No milestone ever fully marks the completion of a journey, and development doesn’t stall out when a child reaches her adulthood. I had begun mothering and pastoring at the same time, both ministries of ephemeral moments that are over in a flash, fist steps and first sermons. The work of parish ministry—worship, discipleship, and pastoral care—all disappear in a weekly cycle, along with the hours spent in preparation. At times, the densely packed milestones of child development felt so close at hand, while my own development sometimes seemed like a distant memory. I knew I needed to grow. In the middle of my career, and the middle of my parental journey, it was time to prepare for the next stages. HDS has been a place of tremendous growth of the intellectual framework of my ministry.

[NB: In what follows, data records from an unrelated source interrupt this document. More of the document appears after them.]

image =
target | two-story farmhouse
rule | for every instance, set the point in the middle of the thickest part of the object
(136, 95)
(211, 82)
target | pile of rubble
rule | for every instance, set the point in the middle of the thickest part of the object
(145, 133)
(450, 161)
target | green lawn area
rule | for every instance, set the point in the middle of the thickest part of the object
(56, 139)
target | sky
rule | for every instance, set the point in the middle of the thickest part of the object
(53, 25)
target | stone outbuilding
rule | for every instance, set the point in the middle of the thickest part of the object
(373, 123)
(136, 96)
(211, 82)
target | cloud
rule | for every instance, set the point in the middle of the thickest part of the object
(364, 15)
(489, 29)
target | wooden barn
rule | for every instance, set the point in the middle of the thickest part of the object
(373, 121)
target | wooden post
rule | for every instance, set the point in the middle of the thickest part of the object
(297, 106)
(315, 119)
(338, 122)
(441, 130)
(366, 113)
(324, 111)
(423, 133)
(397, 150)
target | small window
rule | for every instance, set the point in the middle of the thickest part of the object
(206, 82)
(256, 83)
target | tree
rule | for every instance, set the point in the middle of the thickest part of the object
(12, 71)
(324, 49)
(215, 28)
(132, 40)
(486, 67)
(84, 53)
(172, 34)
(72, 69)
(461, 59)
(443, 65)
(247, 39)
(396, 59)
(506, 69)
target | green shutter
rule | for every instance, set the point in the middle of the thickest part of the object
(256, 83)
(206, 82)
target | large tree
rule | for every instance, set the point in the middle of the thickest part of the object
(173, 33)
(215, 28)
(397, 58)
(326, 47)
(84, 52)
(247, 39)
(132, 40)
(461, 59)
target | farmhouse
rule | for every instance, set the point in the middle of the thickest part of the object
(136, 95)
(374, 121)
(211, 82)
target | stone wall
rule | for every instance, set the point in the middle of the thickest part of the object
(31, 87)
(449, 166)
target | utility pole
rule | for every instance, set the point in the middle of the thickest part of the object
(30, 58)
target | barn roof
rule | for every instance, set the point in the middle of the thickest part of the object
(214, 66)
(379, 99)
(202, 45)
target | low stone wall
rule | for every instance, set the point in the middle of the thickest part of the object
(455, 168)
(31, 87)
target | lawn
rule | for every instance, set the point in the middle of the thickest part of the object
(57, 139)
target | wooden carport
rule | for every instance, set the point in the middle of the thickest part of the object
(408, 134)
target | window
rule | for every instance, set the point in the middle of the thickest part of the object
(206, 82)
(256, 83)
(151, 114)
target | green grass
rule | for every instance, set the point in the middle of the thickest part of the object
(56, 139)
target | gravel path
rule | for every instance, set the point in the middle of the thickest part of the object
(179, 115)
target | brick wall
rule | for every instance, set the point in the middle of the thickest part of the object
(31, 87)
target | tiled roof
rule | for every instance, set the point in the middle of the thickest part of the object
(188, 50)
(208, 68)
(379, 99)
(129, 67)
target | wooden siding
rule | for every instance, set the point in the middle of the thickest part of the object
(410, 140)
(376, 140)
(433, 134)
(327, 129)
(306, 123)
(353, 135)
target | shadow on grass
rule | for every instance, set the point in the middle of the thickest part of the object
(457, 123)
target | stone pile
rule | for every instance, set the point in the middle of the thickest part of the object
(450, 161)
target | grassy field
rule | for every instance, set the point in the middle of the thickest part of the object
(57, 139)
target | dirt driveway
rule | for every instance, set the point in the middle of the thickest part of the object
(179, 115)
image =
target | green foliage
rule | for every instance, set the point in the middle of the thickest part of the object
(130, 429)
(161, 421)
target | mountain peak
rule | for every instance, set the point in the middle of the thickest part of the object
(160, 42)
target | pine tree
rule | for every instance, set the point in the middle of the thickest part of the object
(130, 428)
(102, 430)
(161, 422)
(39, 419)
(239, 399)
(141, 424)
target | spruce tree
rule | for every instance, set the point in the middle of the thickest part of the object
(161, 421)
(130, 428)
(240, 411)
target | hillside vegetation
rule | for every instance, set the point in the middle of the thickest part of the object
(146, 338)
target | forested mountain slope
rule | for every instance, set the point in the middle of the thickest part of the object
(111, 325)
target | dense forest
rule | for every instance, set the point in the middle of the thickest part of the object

Going back to school midcareer has not proven to be a mistake in the timing of life. The study of religion is not static or lifeless, we have each walked with these subjects our whole lives, and will continue to, long after we leave HDS. I’m glad that I came to HDS at a time when I can value the opportunity more now than I might have at an earlier time in my life.
My classmates have been a special gift of grace at a time when the confines of my denominational identity have often served to homogenize my context. At HDS, relationships develop across every difference which once seemed like a barrier. Our time together allows us to share our stories in ways that remind us of the wide range of human experiences and the importance of our shared humanity.
While the coursework is unflinchingly demanding, the atmosphere is invariably one of mutual respect. The remarkably gracious faculty at HDS have helped me to appreciate the value of the years in the middle of my educational journey, affirming that life experience is a valuable companion to the academic study of religion. At HDS you discover that even legends are profoundly human, encountering disarming humor and candor in the most surprising places. This environment has taught me to cultivate compassion. From time to time, I have been required to practice that compassion in myself when overwhelmed by the demands of school, work, and family. Returning to school has not been easy, but nothing worth doing really is.